169963 Biological Macromolecular Structures Enabling Breakthroughs in Research and Education


Redundancy in the Protein Data Bank


The following table shows the number of non-redundant sequences as determined by blastclust at several levels of sequence identity.

Method Description # of Clusters
blast 100% identity 94393
blast 95% identity 65719
blast 90% identity 61734
blast 70% identity 53376
blast 50% identity 45863
blast 40% identity 41428
blast 30% identity 36477
Notes on Blast Clustering

Sequence clustering in blastclust is performed with the following parameters (example 95%):

-p T -b T -S 95

The '-b T' parameter in BLASTClust means that the sequence identity threshold is enforced over both members of a sequence pair.

The '-p T' parameter means that both input sequences are protein sequences.

The '-S 95' here: the percent identity threshold used to include two sequences in a cluster.

Note: BLASTClust uses the default parameter -L, which specifies the length coverage threshold for including in a cluster. It set to 0.9 by default. This means that two sequences need to have >= 90% coverage in the alignment for clustering them together.

See also BLASTClust documentation at NCBI.

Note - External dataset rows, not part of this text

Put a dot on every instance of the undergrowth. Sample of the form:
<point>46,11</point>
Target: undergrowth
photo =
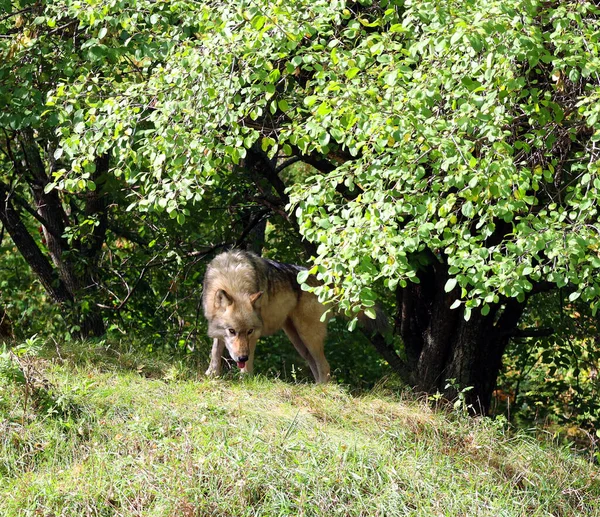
<point>148,436</point>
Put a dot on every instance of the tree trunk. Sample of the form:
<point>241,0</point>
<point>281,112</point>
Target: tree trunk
<point>447,353</point>
<point>32,254</point>
<point>69,275</point>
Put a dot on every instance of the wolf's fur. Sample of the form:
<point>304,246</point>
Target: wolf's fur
<point>246,297</point>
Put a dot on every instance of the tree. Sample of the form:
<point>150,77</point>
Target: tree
<point>452,148</point>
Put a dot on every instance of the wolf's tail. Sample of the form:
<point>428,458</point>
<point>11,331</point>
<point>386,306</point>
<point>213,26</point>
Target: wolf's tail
<point>380,324</point>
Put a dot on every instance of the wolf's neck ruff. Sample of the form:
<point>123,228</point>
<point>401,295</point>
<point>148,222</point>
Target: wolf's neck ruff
<point>246,296</point>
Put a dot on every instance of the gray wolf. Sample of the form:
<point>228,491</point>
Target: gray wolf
<point>246,297</point>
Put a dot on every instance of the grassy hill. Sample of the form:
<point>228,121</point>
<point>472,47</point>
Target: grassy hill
<point>112,433</point>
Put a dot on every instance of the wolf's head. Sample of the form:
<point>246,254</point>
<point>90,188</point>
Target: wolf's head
<point>237,323</point>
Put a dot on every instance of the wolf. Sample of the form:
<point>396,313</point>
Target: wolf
<point>246,297</point>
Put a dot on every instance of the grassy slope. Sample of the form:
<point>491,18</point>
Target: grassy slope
<point>156,440</point>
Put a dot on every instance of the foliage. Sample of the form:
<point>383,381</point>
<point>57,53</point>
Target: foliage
<point>555,378</point>
<point>435,111</point>
<point>458,137</point>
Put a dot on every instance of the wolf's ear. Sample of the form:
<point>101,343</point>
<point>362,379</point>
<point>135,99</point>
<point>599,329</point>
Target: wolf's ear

Related Links and References

As the single worldwide repository for macromolecular structures, the Protein Data Bank holds a body of data that contains considerable redundancy in regard to both sequence and structure. We have incorporated into the query interface the ability to select a subset of structures from which similar sequences have been largely removed. In most cases, the selected subset will contain far fewer structures than the complete result set. However, the following caveats should be kept in mind:

  • Sequence similarity is defined on a chain basis, but results are returned on a structure basis.
  • Many structures in the PDB contain multiple protein chains, or even hybrids of DNA and protein chains.
  • Sequence similarity is only assessed for protein chains.
  • The relationship between sequence similarity and structure similarity is complex. Users seeking structure similarity should refer to the options available on the Structure Summary page under "External Links" (in the left hand navigation menu) in the "Structure Classification" section.

The primary purpose of this feature is to filter a list of likely highly similar structures to provide one or more representatives. Results may differ from other so-called non-redundant sets (e.g. PDB_SELECT [Hobohm U., and Sander C.,Protein Science, 3: 522-524, 1994]).

Sequence clustering in the PDB is performed via mmseqs2 (formerly via blastclust). Detailed information for the clusters containing a given structure is available on the "Seq. Similarity" tab of the Structure Summary page for the respective structure, e.g.

Algorithm for Removing Similar Sequences

The query implementation for removing similar sequences is based on pre-calculated clusters of protein chains. All protein chains of at least 20 amino acids are clustered by blastclust at 100%, 95%, 90%, 70%, 50%, 40%, and 30% sequence identity (defined as number of identical residues out of total in the sequence alignment).

In each cluster, the chains are sorted (i.e. ranked) according to the following criteria (in this order):

  1. A simple quality factor, calculated as 1/resolution - R-value
  2. Deposition date (newer structures have higher ranks)
  3. Alphabetically

This ranking has the following implications:

  • Higher quality structures (better resolution, lower R-value) are preferred.
  • Structures determined by X-ray crystallography are preferred over NMR structures.

The selection of representative structures based on the clusters of chains is performed as follows:

  1. All structures that only contain protein chains of 20 or more amino acids are processed as follows:
    1. Generate list of all protein chains of 20 or more amino acids in the set of structures.
    2. Obtain the cluster # and rank # for each chain.
    3. From each cluster, pick the highest ranked chain (smallest rank #). This comprises a non-redundant set of chains.
    4. Return every structure Id present in this non-redundant set of chains.
  2. All structures that contain other chains types (e.g. nucleic acid chains, polypeptides with fewer than 20 amino acids) automatically represent themselves.
  3. The combined set of structures from A and B is returned as the selected set of structures.